Impeachment debate begins
Cannon uses JFK video to bolster call to impeach president

Published: Friday, Dec. 11 1998 12:00 a.m. MST

WASHINGTON -- For only the third time in history, the House Judiciary Committee took up impeachment articles to remove a president from office. The proposed articles accuse President Clinton of perjury, obstruction of justice and abuse of power.

In the same room where Richard Nixon's fate was debated a quarter century ago, Chairman Henry Hyde, R-Ill, laid the first of four proposed articles of impeachment before the panel for debate. It accused Clinton of perjury before a federal grand jury.The committee also will debate articles accusing Clinton of lying under oath in the Paula Jones civil lawsuit, obstruction of justice and abuse of power.

Majority Republicans were primed to muscle the impeachment recommendation through the committee and to the full House.

Article I contends that Clinton lied before a federal grand jury on Aug. 17 when he was questioned about his sexual affair with Monica Lewinsky, a former White House intern half his age.

Rep. Chris Cannon, R-Utah, told the committee Friday it must back impeachment of Clinton for perjury or U.S. constitutional law will unravel.

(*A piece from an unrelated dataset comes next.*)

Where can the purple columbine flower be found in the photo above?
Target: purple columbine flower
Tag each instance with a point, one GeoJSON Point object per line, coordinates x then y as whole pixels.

And he used an unusual surprise witness to help him make that point during his opening statement on the final committee impeachment debate: the late President John F. Kennedy.

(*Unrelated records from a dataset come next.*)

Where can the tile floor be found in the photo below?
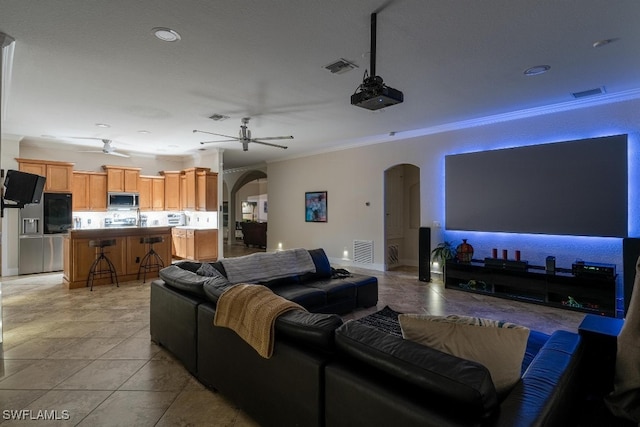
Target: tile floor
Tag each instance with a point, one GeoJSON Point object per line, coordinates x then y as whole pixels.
{"type": "Point", "coordinates": [86, 358]}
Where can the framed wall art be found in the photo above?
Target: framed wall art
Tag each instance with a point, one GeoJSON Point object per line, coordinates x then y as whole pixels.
{"type": "Point", "coordinates": [315, 203]}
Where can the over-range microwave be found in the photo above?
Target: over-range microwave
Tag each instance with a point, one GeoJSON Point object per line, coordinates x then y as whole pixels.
{"type": "Point", "coordinates": [117, 201]}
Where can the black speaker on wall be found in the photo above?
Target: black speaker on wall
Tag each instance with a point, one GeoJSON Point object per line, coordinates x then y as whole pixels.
{"type": "Point", "coordinates": [630, 254]}
{"type": "Point", "coordinates": [424, 254]}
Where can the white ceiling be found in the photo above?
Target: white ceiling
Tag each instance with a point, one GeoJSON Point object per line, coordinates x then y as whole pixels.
{"type": "Point", "coordinates": [77, 63]}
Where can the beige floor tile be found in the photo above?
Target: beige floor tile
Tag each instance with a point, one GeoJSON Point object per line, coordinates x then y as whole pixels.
{"type": "Point", "coordinates": [10, 367]}
{"type": "Point", "coordinates": [67, 407]}
{"type": "Point", "coordinates": [86, 348]}
{"type": "Point", "coordinates": [38, 348]}
{"type": "Point", "coordinates": [16, 400]}
{"type": "Point", "coordinates": [158, 375]}
{"type": "Point", "coordinates": [43, 374]}
{"type": "Point", "coordinates": [101, 375]}
{"type": "Point", "coordinates": [132, 348]}
{"type": "Point", "coordinates": [200, 408]}
{"type": "Point", "coordinates": [130, 408]}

Cannon presented -- twice, for emphasis -- a video of a statement by Kennedy four days before his assassination. Kennedy said presidents "have the obligation of implementing the orders of the courts."

Kennedy added that if a president did not do that, "he would begin to unwind this most extraordinary constitutional system of ours."

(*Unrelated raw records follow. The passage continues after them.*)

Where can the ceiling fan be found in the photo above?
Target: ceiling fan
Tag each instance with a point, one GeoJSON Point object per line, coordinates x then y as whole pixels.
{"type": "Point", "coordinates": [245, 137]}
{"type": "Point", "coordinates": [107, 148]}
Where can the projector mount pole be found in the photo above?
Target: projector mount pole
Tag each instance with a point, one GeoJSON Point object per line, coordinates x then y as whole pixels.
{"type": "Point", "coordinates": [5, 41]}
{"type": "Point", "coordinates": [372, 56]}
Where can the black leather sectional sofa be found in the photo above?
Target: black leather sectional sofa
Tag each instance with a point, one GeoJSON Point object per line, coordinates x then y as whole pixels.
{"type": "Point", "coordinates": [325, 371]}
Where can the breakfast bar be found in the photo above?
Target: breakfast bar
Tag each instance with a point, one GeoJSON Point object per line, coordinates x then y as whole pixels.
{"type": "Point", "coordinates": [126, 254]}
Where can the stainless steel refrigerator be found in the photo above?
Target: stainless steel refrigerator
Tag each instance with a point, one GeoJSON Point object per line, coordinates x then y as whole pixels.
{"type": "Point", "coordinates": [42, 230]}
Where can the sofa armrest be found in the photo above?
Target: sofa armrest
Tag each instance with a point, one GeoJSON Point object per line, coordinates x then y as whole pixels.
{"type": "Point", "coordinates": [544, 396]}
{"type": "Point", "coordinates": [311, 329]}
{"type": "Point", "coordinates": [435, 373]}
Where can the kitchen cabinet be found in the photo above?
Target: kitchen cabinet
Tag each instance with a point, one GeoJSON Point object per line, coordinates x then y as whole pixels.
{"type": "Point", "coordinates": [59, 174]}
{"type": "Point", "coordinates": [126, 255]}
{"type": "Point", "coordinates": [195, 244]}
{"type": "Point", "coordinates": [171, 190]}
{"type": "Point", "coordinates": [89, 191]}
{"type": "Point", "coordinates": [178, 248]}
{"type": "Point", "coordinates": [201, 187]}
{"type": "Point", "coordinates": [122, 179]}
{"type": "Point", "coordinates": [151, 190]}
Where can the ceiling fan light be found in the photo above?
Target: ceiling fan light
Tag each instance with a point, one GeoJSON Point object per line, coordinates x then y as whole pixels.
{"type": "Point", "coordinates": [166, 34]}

Cannon said, "Our system can take a lot of abuse. It is resilient. It can handle strong, spirited debates over issues, even violent conflicts like the Civil War. "But attempts to make a sacred oath flexible is like introducing solvent into a system that is glued together: the whole system comes apart," he said.

Cannon also quoted early Supreme Court Justice John Jay, who said, "When oaths cease to be sacred, our dearest and most valuable rights become insecure."

"The (first) article does not warrant conviction," said Democratic Rep. Sheila Jackson-Lee of Texas, stressing that the president is "a human being." She urged her colleagues to instead vote to censure Clinton, saying it was "right, punitive and just."